The camp rejects the status quo internationally,[2] but tends to preserve it domestically.[15]

Within Iranian politics, "principlist" refers to the conservative supporters of the Supreme Leader of Iran and advocates for protecting the ideological "principles" of the Islamic Revolution's early days.[16] According to Hossein Mousavian, "The Principlists constitute the main right-wing/conservative political movement in Iran. They are more religiously oriented and more closely affiliated with the Qom-based clerical establishment than their moderate and reformist rivals".[17]
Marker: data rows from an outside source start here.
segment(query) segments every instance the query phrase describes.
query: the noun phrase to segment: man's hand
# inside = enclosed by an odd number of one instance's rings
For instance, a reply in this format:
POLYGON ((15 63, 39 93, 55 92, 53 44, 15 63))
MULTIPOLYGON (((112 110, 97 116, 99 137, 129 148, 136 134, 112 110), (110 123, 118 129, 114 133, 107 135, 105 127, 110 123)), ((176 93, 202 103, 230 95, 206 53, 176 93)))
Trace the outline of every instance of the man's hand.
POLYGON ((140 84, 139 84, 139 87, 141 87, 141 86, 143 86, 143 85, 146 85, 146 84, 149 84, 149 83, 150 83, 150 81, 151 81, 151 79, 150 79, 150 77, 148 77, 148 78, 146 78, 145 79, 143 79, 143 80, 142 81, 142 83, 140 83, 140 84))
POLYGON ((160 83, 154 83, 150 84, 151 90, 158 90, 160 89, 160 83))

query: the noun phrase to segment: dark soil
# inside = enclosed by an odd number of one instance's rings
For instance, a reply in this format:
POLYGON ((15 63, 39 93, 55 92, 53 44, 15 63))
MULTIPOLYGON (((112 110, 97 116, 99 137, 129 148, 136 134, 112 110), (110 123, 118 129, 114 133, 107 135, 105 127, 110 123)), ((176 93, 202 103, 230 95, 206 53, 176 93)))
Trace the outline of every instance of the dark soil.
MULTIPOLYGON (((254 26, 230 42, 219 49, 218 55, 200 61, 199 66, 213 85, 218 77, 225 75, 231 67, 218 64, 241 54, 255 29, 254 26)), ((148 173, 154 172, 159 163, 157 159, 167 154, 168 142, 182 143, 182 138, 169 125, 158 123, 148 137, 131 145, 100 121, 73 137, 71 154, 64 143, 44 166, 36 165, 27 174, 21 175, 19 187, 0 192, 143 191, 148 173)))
A declaration issued by The Two Societies, which serves as the Principlists "manifesto", focuses on loyalty to Islam and the Iranian Revolution, obedience to the Supreme Leader of Iran, and devotion to the principle of Vilayat Faqih.[18]

According to a poll conducted by the Iranian Students Polling Agency (ISPA) in April 2017, 15% of Iranians identify as leaning Principlist. In comparison, 28% identify as leaning Reformist.[19]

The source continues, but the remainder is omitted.